Japan’s corporate government reforms now give Japanese companies options to split execution (executives, 執行役員) and supervision (Board Directors, 取締役).

Japanese corporations now can chose between three forms of organization

  • company with Kansayaku Board
  • company with Supervisory Board
  • company with three committees:
    • Nomination Committee
    • Audit Committee
    • Remuneration Committee

According to the new Corporate Governance Code, the Board (independent which of the three options is selected) has the following three duties:

  1. setting the directions of corporate strategy
  2. encourage and support appropriate risk taking by senior management
  3. supervise Directors and executive management, including senior executives (執行役員)

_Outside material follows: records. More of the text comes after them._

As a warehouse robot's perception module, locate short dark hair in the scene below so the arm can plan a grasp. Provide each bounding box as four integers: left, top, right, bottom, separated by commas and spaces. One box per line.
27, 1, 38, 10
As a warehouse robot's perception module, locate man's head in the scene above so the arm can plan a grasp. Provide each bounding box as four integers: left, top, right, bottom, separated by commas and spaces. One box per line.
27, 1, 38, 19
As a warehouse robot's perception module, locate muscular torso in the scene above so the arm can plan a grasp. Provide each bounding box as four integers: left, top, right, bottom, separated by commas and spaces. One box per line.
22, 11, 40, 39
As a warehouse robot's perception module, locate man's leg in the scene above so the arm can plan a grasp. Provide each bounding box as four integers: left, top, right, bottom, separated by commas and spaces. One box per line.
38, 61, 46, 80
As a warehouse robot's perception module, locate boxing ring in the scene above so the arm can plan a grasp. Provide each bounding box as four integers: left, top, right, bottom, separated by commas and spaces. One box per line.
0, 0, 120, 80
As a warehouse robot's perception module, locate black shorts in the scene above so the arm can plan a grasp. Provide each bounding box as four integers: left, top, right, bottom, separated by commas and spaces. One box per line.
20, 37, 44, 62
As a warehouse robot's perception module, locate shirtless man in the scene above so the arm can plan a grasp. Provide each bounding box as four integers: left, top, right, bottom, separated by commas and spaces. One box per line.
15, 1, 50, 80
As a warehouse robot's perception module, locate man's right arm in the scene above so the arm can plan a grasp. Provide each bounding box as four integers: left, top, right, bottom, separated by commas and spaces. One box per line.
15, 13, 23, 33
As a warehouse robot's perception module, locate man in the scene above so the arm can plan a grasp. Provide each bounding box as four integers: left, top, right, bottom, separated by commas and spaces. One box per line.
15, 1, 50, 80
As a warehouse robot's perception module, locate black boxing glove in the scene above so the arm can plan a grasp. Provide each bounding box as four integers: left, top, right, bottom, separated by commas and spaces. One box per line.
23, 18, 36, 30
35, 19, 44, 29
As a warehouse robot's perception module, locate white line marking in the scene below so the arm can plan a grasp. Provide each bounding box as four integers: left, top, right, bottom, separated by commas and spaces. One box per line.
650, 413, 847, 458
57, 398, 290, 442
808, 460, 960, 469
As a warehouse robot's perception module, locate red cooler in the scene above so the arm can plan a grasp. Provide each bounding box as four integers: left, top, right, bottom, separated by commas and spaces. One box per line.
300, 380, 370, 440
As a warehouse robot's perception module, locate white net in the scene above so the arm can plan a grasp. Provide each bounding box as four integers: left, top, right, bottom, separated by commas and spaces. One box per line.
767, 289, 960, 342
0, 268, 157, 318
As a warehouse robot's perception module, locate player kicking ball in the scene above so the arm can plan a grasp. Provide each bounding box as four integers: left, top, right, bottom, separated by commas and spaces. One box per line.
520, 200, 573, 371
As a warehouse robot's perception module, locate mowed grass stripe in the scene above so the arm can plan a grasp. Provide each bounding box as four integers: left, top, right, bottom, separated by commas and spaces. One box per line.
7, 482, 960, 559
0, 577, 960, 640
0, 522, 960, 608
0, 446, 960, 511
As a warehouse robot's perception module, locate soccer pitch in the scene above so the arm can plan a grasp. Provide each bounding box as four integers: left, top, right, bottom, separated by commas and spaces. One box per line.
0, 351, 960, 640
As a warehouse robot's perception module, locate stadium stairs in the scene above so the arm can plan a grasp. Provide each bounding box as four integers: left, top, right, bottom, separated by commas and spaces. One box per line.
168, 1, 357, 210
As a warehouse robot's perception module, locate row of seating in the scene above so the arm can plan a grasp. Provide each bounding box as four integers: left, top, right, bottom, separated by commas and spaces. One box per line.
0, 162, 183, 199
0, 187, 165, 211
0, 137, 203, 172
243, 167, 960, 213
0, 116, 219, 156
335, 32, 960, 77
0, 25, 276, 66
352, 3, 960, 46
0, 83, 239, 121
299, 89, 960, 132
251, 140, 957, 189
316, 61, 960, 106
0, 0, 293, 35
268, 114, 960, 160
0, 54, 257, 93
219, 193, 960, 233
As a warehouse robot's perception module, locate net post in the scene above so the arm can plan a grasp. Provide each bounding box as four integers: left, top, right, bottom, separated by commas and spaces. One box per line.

Connecting the dots: the link between accounting issues and the space shuttle Challenger disaster

Toshiba’s recent accounting issues reflect much deeper fundamental problems – of course.

I see parallels between Toshiba’s accounting issues and the space shuttle Challenger disaster: Nobel Prize Winner Richard Feynman determined that the cause of the space shuttle Challenger disaster was the failure of top management to communicate with the people doing the work (“genba”, 現場): “Appendix F – Personal observations on the reliability of the Shuttle, by R. P. Feynman“.

Space shuttle Challenger’s top management was insisting to keep the planned launch date fearing public relations issues, while the workers and engineers on the ground, “genba”, knew that they were not ready. But top management at space shuttle Challenger did not listen to “genba”.

My advice to Japanese corporations: embrace and learn to love diversity!

Embrace and learn to love diversity! Diversity delivers better results overall. We all learn from each other.

My advice to foreign investment funds seeking more influence on Japanese companies

Shouting at the CEO or Boards of Japanese companies will not help – many foreign activist investors have already proven this fact many times. Insisting on your superior knowledge will not make you many friends – as anywhere else.

You need to develop trust and relationships. You need to start by learning Japanese, understanding Japan, and earn trust and contribute with achievements, or partner with people who have: KKR hired Japan Exchange Group emeritus CEO Atsushi Saito.

There are no increasing numbers of examples, where outstanding Japanese corporations careful listen to outside advice from investors, and thus become even more outstanding: SONY and robotics maker FANUC come to mind.

My advice to foreign companies operating in Japan

Your subsidiary in Japan is a Japanese corporations and needs corporate governance. There have been a long list of corporate governance failures leading to huge problems and losses at foreign subsidiaries in Japan, in the financial sector, the elevator sector, the pharmaceutical sector and several others.

Make good use of the Board of Directors of your Japanese subsidiary corporation.